Last year I did a year long feature on my top twenty five favorite films (or at least as of 2016). There was a lot of contenders and it did take me a long time for figure out what is the best of the best. Luckily even with a list finalized that means there are more films to discuss in the future. So this post starts a semi-new series of discussing what are my favorite films outside of the top twenty-five.
People may know of Robert Crumb for one reason or another. Most will say his widely acclaimed, and personal hatred, of Fritz the Cat. Others may know his iconic image of ‘Keep on Truckin’. Outside of that I guarantee the majority of the public will have no idea who Robert Crumb is. A major crime if I ever heard one because not only is Robert Crumb one of the most influential artists of our time but he is also a fascinating figure outside of the art world. Which is why it was a complete no brainer back in 1994 for Terry Zwigoff to chronicle his (present at the time) life.
Now like any biopic you get the typical look at the man’s life and how his career blossomed at the right time. What makes Zwigoff’s documentary so different though is how he goes into the mind of Robert and never really leaves it. We get to see everything that makes the man tick whether it be philosophical, sexual, or the extremes of his personal life. Once you learn just how fucked up of a mind he had, thanks to a mixture of his own personal demons and copious amount of drugs, it is no wonder his artwork is nothing like you’ve seen even today. Even though the film takes place in the early nineties (and boy will you laugh at how outdated some of the products are) it wouldn’t surprise me if Crumb still harbors most of his views on the world twenty plus years later.
The big drawing point for this documentary to me though is the focus on Crumb’s brothers. It’s amazing how all three of the Crumb males all suffer from various mental disorders and yet only one was able to get out of a spiral (hint: it’s only Robert). Maxon Crumb is an accomplished artist but his sexual thoughts and hippie lifestyle has made him a shut in. And his brother Charles is the saddest person I’ve ever seen in a film. He went from having a promising career in art to being a complete recluse and complete shell of a human being living with his mother (he would commit suicide shortly after interviewing for this film). What’s great though is that even if Charles is completely broken down he still eloquently speaks well of himself and he is just as fascinating to listen to than Robert.

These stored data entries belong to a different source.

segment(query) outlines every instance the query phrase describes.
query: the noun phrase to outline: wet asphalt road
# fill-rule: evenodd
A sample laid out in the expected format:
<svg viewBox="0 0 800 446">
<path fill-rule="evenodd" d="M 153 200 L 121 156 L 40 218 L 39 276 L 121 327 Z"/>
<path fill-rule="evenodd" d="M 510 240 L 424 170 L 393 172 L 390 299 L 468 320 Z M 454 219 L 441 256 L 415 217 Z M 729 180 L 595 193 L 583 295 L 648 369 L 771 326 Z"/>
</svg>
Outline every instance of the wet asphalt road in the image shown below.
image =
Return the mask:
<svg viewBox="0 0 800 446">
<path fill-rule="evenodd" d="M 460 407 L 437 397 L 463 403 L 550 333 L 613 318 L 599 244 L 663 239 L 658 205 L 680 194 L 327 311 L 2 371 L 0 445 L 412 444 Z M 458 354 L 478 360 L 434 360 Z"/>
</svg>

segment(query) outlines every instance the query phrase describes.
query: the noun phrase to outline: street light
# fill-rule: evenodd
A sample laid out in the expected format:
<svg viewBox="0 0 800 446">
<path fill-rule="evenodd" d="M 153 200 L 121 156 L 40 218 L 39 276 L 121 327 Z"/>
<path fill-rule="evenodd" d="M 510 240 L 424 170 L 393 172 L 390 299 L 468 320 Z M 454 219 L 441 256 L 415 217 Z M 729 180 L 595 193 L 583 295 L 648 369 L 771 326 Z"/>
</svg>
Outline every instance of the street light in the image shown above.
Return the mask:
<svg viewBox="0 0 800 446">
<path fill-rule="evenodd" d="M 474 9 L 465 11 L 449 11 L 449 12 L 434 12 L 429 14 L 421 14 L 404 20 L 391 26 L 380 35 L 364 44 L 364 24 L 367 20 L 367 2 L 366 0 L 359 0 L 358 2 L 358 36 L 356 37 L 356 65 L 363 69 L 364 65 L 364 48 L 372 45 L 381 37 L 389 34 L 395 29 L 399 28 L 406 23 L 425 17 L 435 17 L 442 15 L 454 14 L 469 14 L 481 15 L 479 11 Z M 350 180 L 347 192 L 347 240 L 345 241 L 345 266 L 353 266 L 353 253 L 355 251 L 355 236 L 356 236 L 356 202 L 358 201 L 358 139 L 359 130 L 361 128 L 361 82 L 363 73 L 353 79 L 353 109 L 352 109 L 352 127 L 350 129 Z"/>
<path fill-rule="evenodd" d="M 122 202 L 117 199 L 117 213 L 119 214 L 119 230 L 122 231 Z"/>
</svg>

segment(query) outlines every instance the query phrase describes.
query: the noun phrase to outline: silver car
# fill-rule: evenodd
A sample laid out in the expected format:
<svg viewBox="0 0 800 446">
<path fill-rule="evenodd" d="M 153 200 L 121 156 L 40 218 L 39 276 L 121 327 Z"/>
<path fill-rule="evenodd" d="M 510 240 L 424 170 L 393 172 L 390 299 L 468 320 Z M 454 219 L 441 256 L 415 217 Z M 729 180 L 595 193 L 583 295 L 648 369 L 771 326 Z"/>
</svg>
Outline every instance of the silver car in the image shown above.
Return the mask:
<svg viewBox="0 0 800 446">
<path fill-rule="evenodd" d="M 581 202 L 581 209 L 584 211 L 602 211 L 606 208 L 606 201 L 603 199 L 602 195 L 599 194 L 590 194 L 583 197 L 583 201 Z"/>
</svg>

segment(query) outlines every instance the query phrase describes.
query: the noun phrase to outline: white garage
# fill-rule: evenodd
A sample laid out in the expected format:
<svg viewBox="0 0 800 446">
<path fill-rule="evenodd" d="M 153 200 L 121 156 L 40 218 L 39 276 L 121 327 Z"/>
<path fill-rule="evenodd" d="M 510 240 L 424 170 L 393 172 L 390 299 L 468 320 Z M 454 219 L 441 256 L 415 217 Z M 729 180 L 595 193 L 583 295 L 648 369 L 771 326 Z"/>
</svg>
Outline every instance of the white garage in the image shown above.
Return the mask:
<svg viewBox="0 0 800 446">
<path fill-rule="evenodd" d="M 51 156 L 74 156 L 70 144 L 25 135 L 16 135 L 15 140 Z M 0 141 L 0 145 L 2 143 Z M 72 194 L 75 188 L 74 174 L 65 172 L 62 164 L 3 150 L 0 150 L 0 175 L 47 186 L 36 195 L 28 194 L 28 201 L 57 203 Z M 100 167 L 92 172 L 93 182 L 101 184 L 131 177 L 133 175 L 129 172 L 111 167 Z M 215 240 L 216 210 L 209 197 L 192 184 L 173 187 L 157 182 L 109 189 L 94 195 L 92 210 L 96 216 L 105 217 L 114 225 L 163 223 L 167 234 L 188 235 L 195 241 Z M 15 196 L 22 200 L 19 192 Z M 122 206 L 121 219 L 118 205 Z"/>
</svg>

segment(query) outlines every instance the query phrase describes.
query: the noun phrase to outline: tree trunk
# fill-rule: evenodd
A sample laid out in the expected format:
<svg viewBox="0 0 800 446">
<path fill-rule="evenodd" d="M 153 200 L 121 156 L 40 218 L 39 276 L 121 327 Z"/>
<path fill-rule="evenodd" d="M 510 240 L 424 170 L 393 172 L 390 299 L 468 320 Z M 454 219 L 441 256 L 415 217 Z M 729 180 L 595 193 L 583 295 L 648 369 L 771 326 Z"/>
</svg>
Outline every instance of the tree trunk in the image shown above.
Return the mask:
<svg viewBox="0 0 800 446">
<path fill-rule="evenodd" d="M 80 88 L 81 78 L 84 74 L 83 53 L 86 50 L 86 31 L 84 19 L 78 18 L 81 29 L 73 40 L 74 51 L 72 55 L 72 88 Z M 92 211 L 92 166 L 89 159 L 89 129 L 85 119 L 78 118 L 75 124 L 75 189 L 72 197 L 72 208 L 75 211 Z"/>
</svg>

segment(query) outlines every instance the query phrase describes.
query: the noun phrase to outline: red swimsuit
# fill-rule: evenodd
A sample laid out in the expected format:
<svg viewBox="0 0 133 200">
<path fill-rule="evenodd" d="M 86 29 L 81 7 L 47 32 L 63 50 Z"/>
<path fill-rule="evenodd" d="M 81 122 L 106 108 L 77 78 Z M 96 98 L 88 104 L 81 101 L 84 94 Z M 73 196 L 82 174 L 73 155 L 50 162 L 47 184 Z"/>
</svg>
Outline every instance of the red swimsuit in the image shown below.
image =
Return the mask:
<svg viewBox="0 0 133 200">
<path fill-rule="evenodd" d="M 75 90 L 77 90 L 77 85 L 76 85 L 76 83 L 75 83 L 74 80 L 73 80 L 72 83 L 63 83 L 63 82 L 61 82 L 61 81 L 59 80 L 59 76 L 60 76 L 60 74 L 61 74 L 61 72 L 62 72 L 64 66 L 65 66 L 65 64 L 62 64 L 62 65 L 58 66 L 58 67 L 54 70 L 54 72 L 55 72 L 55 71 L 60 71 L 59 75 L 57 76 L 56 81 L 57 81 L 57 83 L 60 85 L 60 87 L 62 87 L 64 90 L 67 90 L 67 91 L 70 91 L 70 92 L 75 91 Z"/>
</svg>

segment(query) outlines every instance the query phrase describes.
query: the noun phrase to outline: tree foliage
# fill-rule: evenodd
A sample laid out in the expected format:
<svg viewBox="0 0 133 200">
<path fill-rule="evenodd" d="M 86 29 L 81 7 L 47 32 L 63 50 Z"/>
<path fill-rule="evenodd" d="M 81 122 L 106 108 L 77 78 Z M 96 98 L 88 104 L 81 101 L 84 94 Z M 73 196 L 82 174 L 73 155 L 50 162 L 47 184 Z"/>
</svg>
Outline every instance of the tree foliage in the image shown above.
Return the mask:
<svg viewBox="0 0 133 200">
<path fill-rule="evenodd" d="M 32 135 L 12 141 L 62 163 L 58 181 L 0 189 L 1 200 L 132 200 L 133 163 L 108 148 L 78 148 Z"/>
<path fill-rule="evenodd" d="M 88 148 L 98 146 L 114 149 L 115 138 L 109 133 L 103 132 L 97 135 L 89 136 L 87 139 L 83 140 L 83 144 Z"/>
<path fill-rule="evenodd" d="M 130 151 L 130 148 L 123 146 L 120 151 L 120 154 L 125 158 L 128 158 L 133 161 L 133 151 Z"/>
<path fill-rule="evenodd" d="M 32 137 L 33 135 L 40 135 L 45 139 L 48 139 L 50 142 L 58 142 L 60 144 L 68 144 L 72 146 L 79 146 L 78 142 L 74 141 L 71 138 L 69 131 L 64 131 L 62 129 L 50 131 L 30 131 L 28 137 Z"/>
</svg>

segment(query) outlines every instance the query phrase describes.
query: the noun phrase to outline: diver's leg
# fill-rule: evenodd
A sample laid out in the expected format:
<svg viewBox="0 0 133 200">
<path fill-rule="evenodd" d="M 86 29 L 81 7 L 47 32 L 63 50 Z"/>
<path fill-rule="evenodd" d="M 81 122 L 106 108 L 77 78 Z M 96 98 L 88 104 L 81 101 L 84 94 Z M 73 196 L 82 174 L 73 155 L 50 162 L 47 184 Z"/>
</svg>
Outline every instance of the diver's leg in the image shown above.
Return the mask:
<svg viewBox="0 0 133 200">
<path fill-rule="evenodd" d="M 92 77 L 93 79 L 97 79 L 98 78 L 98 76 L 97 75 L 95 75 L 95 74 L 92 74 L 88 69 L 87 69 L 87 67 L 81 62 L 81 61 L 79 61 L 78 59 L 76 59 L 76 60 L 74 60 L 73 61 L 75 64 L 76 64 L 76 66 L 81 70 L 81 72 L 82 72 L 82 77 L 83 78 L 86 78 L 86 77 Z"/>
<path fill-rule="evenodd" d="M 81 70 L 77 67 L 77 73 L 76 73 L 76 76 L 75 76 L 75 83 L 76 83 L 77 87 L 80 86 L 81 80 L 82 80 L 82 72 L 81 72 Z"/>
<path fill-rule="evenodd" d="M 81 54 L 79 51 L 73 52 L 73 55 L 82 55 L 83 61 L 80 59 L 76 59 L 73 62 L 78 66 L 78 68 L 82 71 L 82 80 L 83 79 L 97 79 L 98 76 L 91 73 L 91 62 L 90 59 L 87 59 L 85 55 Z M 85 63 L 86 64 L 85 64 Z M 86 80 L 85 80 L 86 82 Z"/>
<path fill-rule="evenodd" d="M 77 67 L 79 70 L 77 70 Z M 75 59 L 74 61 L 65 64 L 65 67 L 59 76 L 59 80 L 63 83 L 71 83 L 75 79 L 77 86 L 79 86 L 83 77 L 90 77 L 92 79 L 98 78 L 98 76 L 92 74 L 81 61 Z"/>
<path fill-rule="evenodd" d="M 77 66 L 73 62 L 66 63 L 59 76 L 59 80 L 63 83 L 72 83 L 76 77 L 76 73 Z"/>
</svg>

Even though I know the structure of the documentary I still sit there watching this like it’s the very first time. Robert Crumb is just too engrossing of a person to not sit back and listen to what he has to say. It might be a bit of a downer at points because of his family history but it is important to see how an artist was formed thanks to a sad childhood. It kinda inspires me as a writer because while my home life and family are much, MUCH better than Crumb’s it makes me realize even if you have some mental issues you can still fight through to be what you want to be. I doubt Crumb would be that optimistic if I were to say that to him but I know I would be captivated none the less to hear his response.